I've been having some elbow issues this year that's really been aggravating me. I've really struggled. It's really hampered my ability to practice. I went down and saw Dr. Andrews in Birmingham, Alabama, and he just said I was old. It was just tendonitis, basically what everybody kind of deals with, and it's really hampered my ability to take the golf club back. It's the bending of my right arm has really been killing me. I've really been very concerned about that this year.
I haven't played a lot this year because of that. I've kind of been home resting and hoping rest would kind of solve the problem, but it's actually not. I'm actually in the same situation now that I was when I started the year. I don't know how that's going to turn out, but I'm not going to say -- I'd be almost -- it'd be crazy for me to think I could come in here and win it back-to-back.
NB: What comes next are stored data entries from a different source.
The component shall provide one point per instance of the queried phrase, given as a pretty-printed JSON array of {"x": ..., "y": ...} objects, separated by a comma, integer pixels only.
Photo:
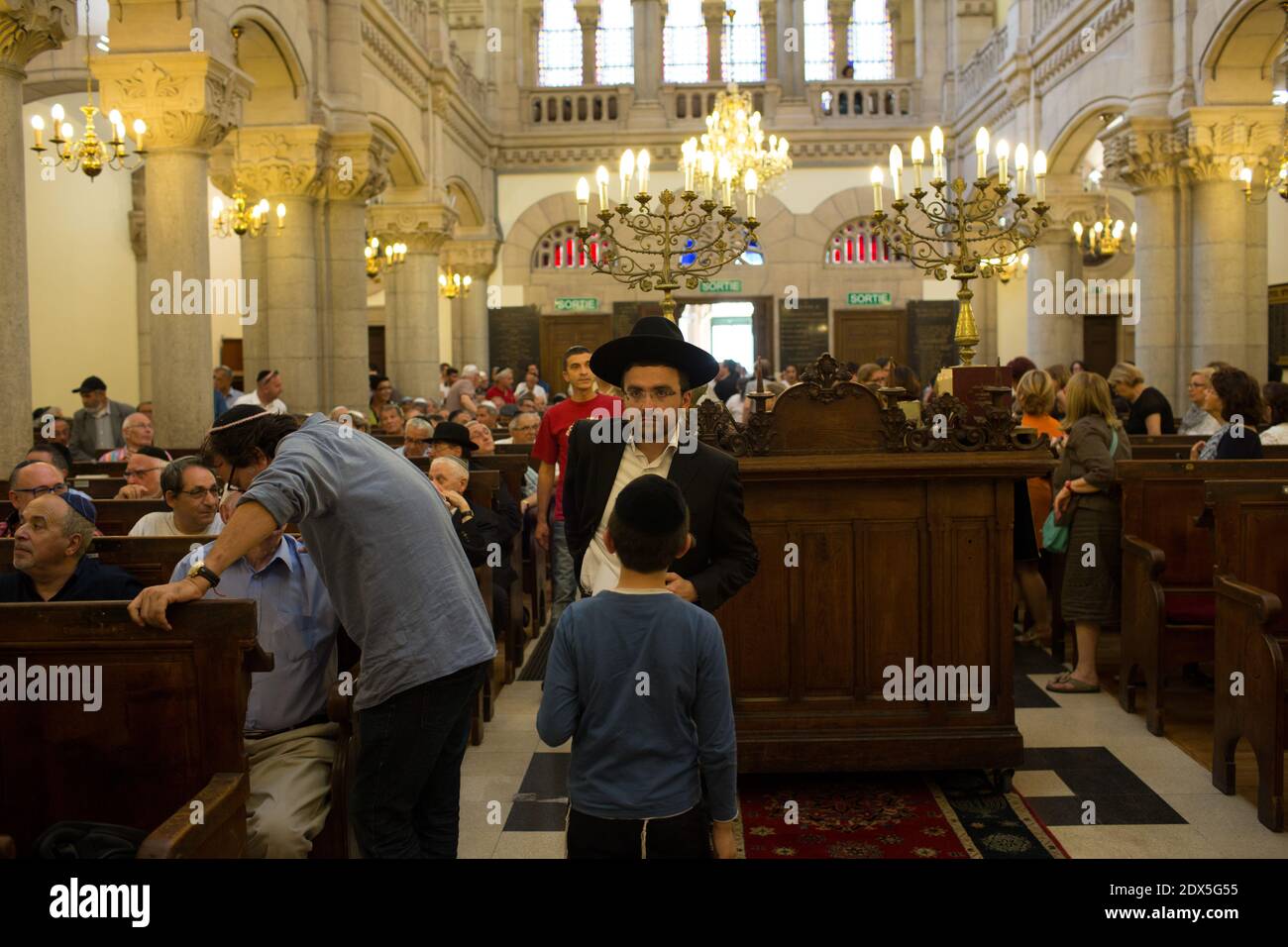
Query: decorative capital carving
[
  {"x": 188, "y": 99},
  {"x": 30, "y": 27},
  {"x": 423, "y": 227},
  {"x": 359, "y": 165}
]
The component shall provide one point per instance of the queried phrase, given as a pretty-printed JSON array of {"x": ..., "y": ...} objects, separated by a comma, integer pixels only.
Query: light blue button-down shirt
[{"x": 296, "y": 625}]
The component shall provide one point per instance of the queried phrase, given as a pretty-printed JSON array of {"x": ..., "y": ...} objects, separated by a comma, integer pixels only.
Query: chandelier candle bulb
[
  {"x": 625, "y": 170},
  {"x": 583, "y": 200},
  {"x": 601, "y": 184}
]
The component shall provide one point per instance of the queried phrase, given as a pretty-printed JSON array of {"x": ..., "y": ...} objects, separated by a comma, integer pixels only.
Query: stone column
[
  {"x": 411, "y": 308},
  {"x": 588, "y": 16},
  {"x": 188, "y": 102},
  {"x": 283, "y": 165},
  {"x": 838, "y": 12},
  {"x": 27, "y": 27},
  {"x": 713, "y": 16},
  {"x": 356, "y": 171}
]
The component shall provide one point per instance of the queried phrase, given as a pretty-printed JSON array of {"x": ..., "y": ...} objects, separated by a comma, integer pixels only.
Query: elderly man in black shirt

I love the course, and I like how they set up the golf course, and I especially like how I'm driving the golf ball right now. I missed one fairway today, which if I start driving it any good where I can actually attack these pins, it's going to get fun. It's going to give me some opportunities to make birdies.

Q. Last year around this time when you won, you were talking you thought you still had four or five more victories in you, and then later on in the year you had some family issues and kind of started talking semi-retirement.
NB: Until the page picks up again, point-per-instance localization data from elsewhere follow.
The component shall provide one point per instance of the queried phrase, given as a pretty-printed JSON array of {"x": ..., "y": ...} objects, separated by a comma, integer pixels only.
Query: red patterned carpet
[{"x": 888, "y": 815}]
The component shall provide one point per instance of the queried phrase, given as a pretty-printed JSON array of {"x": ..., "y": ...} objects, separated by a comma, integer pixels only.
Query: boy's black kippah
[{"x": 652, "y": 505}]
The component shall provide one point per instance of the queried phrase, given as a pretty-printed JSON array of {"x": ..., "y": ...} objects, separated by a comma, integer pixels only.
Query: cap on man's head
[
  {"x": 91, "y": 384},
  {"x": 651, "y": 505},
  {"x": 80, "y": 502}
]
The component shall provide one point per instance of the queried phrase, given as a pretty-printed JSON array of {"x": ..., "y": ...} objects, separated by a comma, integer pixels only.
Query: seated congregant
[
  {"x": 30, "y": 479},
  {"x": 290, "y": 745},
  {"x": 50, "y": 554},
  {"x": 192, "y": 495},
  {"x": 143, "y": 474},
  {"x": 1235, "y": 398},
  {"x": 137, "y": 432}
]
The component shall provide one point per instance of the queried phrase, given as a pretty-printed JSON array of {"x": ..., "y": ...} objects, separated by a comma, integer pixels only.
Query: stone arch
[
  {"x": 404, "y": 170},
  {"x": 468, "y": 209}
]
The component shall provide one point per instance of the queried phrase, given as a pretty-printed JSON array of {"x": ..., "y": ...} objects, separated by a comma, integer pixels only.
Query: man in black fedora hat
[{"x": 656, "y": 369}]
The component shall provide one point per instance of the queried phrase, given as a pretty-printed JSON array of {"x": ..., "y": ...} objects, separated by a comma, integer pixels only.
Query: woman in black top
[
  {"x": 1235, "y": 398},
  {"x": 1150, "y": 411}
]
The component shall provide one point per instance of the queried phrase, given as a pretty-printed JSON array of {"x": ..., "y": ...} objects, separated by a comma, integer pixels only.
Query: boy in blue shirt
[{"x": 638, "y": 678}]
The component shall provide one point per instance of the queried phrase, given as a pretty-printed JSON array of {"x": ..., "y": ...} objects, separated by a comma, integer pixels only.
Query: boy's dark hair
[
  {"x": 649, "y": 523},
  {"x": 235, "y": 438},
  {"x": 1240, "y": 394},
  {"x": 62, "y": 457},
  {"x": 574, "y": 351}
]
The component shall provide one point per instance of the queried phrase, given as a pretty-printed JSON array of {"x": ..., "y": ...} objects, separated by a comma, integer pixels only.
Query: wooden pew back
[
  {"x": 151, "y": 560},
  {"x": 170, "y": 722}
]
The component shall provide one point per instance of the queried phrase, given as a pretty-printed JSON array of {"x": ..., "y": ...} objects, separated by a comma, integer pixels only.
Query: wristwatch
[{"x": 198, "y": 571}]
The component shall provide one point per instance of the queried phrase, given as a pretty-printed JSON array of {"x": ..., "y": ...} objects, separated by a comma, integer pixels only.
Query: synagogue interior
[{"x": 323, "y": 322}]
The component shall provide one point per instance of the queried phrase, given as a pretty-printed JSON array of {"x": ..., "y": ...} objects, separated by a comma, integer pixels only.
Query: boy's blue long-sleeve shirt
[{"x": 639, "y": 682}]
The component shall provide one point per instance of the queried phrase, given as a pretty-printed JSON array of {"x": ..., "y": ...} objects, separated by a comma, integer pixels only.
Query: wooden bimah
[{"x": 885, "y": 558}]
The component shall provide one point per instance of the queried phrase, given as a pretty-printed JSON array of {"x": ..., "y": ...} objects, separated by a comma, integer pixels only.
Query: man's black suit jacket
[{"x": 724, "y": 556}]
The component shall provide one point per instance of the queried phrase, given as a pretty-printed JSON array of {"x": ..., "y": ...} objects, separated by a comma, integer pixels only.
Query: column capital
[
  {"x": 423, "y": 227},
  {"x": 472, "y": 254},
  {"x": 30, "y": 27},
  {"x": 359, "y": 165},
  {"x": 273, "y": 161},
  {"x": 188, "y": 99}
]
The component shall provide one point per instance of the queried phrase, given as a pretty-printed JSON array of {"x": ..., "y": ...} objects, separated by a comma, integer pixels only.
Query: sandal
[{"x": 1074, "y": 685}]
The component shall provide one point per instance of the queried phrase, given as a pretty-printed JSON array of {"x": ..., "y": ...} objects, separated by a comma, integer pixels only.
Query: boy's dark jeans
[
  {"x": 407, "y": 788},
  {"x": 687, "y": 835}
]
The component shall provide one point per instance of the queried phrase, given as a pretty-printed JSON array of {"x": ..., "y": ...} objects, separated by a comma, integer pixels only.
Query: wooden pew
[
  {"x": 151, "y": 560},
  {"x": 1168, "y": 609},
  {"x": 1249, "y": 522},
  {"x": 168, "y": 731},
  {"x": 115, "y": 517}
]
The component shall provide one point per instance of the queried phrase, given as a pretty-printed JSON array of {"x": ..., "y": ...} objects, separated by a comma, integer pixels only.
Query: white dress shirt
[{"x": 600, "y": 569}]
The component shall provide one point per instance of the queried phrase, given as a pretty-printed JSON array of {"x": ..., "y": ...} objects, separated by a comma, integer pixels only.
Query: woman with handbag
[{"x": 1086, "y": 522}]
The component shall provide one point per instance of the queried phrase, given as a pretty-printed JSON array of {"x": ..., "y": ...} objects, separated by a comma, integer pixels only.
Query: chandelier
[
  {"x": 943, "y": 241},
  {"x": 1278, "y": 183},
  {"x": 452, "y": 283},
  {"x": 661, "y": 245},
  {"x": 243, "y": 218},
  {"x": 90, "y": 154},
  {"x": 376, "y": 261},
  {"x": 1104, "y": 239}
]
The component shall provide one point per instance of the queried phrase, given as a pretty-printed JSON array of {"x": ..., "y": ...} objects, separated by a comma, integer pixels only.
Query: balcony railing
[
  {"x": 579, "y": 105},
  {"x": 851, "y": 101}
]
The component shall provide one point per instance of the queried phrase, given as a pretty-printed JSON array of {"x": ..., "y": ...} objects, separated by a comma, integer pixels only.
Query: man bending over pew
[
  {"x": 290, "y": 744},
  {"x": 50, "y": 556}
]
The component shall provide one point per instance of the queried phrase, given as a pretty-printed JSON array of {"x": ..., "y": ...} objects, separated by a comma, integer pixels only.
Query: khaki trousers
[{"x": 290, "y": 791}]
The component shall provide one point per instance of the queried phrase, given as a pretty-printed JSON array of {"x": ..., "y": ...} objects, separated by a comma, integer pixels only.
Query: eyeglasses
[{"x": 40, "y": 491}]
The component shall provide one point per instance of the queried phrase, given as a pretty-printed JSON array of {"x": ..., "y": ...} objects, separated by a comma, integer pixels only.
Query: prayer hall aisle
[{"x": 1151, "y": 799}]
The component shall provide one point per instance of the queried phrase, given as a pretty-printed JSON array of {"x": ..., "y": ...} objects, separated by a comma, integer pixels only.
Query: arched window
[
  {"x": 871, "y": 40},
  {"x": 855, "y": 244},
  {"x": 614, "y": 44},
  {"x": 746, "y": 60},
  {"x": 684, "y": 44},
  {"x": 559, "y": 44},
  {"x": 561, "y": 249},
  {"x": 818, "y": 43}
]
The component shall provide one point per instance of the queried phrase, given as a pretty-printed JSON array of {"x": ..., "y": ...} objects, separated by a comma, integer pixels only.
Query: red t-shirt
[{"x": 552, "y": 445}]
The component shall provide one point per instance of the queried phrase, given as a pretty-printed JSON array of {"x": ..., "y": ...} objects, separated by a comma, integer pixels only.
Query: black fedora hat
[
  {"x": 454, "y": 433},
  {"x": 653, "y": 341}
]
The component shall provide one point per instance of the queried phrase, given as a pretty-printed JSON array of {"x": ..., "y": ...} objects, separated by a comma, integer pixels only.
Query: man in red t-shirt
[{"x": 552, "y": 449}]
KENNY PERRY: Well, it was tough. I lost my mother in October and then I almost lost my dad, but he's doing better, thank goodness, and I kind of pushed all those thoughts aside. I've kind of been getting home and getting grips with what's going on at the house and with the kids. My son is caddying for me now. I started gathering everybody I could and started spending more time at home.
I would love -- I kind of threw that 20 number out there to watch all the writers roll their eyes up in the back of their heads, which is probably -- I threw that out there because I threw making the Ryder Cup team out there as one of those goals. I was 100-something in the world back in 2008, and then I went on and won three in the summertime of 2008 and got me on the Ryder Cup with team there with Paul back home at Valhalla. That was kind of a carryover -- this tournament was kind of a carryover from 2008. I had a lot of momentum coming into this year, 2009, and it just proved to me that the sky's the limit if I just continue to work at it and focus in on what I'm doing.
But life has its changes. What's important? Is it important for me to go out there and try to focus on being the best in the world, or do I need to settle in and focus on my family and what's going on at home? And that's kind of the direction I've been going lately.
MARK STEVENS: Thank you very much, Kenny.